As 2018 draws to a close, seismic shifts are taking place globally, nationally and locally. While headline poverty rates continue to fall, will growing inequality choke off the benefits of growth? In increasingly urbanised societies, are new forms of disadvantage becoming manifest and how can we secure positive change for all? How can organisation be effectively managed in turbulent times? And does the increasingly urgent threat of climate change mean we need to develop a radically different vision of development? These are just some of the urgent questions we have been grappling with this year but in effect for the last 60 years.

2018 marked an important milestone for the Institute.  We celebrated the 60th anniversary of Development Studies at The University of Manchester. It was a useful moment to reflect on how much Manchester, Development Studies and the world has changed over the last 60 years – and how we build on what’s come before. We produced a video that captures some of the footage from the last 60 years and I hope you can spot some familiar faces in it – maybe even your own?!

 

We started the year with an intimate event with our masters students: they put researchers and academics on the spot, in a Question Time panel, asking them probing and insightful questions about the future of development, its role in the South and the North and the skills and diplomacy they would need as development continues to evolve.

Summer Celebration audience question

Manchester itself was the cradle of the industrial revolution. But the benefits of new industrial processes were not shared by all. This catalysed radical thinking and Manchester has long been associated with social change and revolutionary ideas. We are proud to continue this thinking at the GDI and were proud to welcome development studies associations from around the world to Manchester when the University hosted the DSA conference this summer – and featured hundreds of paper presentations, workshops and plenaries on the critical issues in our sector.

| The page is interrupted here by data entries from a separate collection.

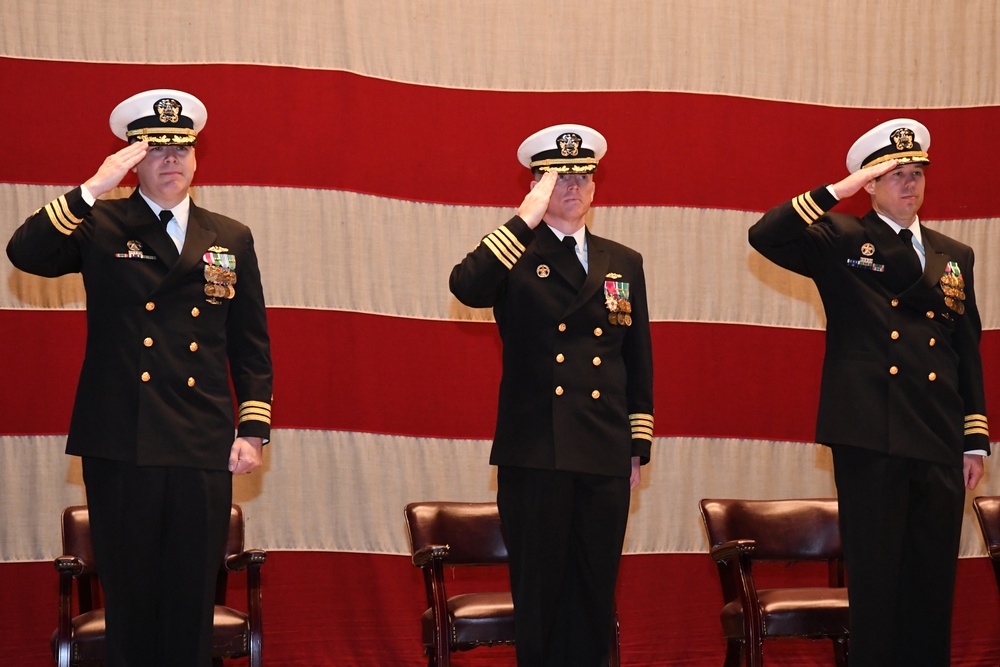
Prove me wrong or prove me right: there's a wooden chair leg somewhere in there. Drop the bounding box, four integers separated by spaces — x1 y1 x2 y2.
833 637 849 667
723 639 742 667
609 608 621 667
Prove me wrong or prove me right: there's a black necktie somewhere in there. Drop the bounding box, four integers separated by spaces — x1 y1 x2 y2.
159 209 173 227
562 235 587 287
897 228 922 282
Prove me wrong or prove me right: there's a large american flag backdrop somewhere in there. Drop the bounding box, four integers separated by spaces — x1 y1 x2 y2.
2 2 999 664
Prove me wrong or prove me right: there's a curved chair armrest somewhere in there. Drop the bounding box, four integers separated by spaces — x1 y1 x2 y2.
412 544 450 568
709 539 756 564
54 555 87 578
226 549 267 572
54 556 87 667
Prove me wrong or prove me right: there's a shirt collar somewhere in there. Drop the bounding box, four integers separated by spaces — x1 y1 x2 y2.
546 223 587 250
878 212 923 247
138 189 191 228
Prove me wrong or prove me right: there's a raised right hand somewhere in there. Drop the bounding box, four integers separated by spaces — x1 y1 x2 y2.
83 141 148 199
516 170 557 229
830 158 899 200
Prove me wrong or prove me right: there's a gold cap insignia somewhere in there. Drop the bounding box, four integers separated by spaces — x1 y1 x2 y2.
155 98 182 124
891 127 915 151
557 133 582 158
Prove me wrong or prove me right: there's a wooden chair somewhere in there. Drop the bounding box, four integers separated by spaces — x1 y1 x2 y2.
404 501 620 667
699 498 849 667
972 496 1000 596
51 504 266 667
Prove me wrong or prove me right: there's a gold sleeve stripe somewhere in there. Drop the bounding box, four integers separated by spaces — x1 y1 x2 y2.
239 401 272 424
478 225 526 270
496 225 526 252
239 413 271 424
44 196 84 235
791 192 824 225
483 236 515 269
965 414 988 437
489 227 525 259
800 191 825 218
630 413 654 440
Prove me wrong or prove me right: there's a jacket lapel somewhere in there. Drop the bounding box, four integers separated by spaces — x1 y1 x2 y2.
918 230 948 290
170 202 217 280
124 190 179 266
534 223 586 288
566 230 608 313
862 212 921 293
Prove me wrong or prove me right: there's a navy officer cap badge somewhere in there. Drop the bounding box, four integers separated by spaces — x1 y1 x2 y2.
517 123 608 174
846 118 931 173
109 89 208 146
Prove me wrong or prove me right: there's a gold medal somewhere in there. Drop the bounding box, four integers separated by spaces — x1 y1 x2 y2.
617 312 626 325
609 313 618 325
624 314 632 326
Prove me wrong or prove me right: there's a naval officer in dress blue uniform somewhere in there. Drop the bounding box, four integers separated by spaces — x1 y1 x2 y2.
450 124 655 666
749 119 989 666
7 89 273 667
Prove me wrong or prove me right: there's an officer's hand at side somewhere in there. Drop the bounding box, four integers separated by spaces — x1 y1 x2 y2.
830 159 898 200
229 436 264 475
517 170 557 229
963 453 985 489
629 456 641 490
83 141 148 199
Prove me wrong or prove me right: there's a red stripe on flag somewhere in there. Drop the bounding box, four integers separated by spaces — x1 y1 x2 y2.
3 308 998 444
2 57 998 218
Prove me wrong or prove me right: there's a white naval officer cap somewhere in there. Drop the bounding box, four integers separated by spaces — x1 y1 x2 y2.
109 89 208 146
846 118 931 173
517 123 608 174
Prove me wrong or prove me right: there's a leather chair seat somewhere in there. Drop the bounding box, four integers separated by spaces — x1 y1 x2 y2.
50 610 105 663
721 587 849 638
421 592 515 647
50 606 251 661
212 605 251 656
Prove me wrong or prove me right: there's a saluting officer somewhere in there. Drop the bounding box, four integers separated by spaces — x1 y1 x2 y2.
7 89 273 667
450 124 654 666
749 119 989 667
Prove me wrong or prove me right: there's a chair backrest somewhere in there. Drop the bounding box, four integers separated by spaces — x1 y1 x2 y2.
61 506 97 572
61 504 247 606
974 496 1000 557
404 501 508 565
700 498 842 561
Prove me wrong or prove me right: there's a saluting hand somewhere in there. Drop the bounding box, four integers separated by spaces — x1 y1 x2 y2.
83 141 149 199
829 158 899 200
517 170 558 229
229 436 264 475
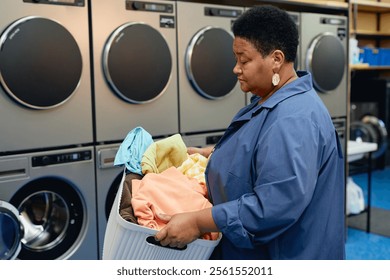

This year, we continued our GDI lecture series and it seemed fitting in our 60th year to go all out and bring some of the biggest names and deepest thinkers to the city – with the Rt Hon Helen Clark, Lord Nicholas Stern, Yuen Yuen Ang and Kate Osamor being just some of the names that spoke in our illustrious lineup.

Being researchers, we didn’t want our achievements to go undocumented so we commissioned a paper charting the recent history of the Institute on the last ten years of the institute and plotted some of our key moments on a timeline.

The Global Development Institute’s vision is of a socially just and sustainable world in which all human-beings have opportunities to flourish. We’re proud of making an impact through our teaching, our research and the wider engagement with societies that go with this. We look forward to you being an important part of our mission for another 60 years and beyond!